Smart Connect is an advanced telematics tool designed to help fleet managers reduce costs and maximize the efficiency of electric vehicles. Thanks to real-time data analysis, it can monitor and optimize energy use, anticipate maintenance needs and improve overall vehicle performance. For example, with Smart Connect, companies can monitor electricity consumption and adjust recharging strategies to take advantage of the lowest rates, or plan optimized routes based on kilometers traveled and available recharging stations.

Smart Connect: our tips for getting the most out of features

To maximize the benefits of Smart Connect, it's important to set up alerts and reports correctly. For example, fleet managers can set up notifications to inform them when vehicle loads reach a certain level, or when a vehicle is not being used optimally. We also recommend exploiting the historical data provided by Smart Connect to identify consumption patterns. This not only reduces energy costs, but also maximizes vehicle autonomy. Last but not least, it is essential to make drivers aware of these tools. Eco-responsible driving, coupled with the intelligent use of Smart Connect, can lead to significant savings.
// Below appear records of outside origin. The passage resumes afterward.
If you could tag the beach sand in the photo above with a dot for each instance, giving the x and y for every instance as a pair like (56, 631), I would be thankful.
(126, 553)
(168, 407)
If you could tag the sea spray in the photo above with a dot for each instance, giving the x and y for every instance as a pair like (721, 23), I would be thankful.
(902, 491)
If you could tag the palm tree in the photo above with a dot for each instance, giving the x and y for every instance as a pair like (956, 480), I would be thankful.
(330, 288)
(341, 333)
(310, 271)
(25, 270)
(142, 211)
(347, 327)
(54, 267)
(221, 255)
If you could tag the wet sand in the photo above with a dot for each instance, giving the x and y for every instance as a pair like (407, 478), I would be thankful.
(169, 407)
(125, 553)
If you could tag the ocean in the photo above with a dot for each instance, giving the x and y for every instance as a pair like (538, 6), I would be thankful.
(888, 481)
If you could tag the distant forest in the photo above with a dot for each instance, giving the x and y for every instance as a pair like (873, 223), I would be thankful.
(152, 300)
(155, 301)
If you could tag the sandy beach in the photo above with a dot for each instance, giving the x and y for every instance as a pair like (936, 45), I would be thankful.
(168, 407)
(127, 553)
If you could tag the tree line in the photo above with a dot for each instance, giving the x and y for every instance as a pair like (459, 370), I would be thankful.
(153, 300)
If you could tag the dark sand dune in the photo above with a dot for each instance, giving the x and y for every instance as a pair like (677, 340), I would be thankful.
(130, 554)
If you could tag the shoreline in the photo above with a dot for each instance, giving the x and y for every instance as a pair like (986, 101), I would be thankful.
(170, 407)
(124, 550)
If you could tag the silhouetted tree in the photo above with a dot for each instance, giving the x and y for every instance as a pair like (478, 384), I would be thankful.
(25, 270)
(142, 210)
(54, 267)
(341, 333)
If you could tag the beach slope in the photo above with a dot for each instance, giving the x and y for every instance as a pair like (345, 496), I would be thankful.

Optimizing the TCO of electric vehicles represents not only an opportunity to cut costs, but also a concrete way of making a commitment to the ecological transition. Thanks to tools like Smart Connect, professionals can fully exploit the advantages of electric vehicles, optimize their fleet management and thus improve both their profitability and their environmental footprint. At Petit Forestier, we support this transition to a more sustainable future.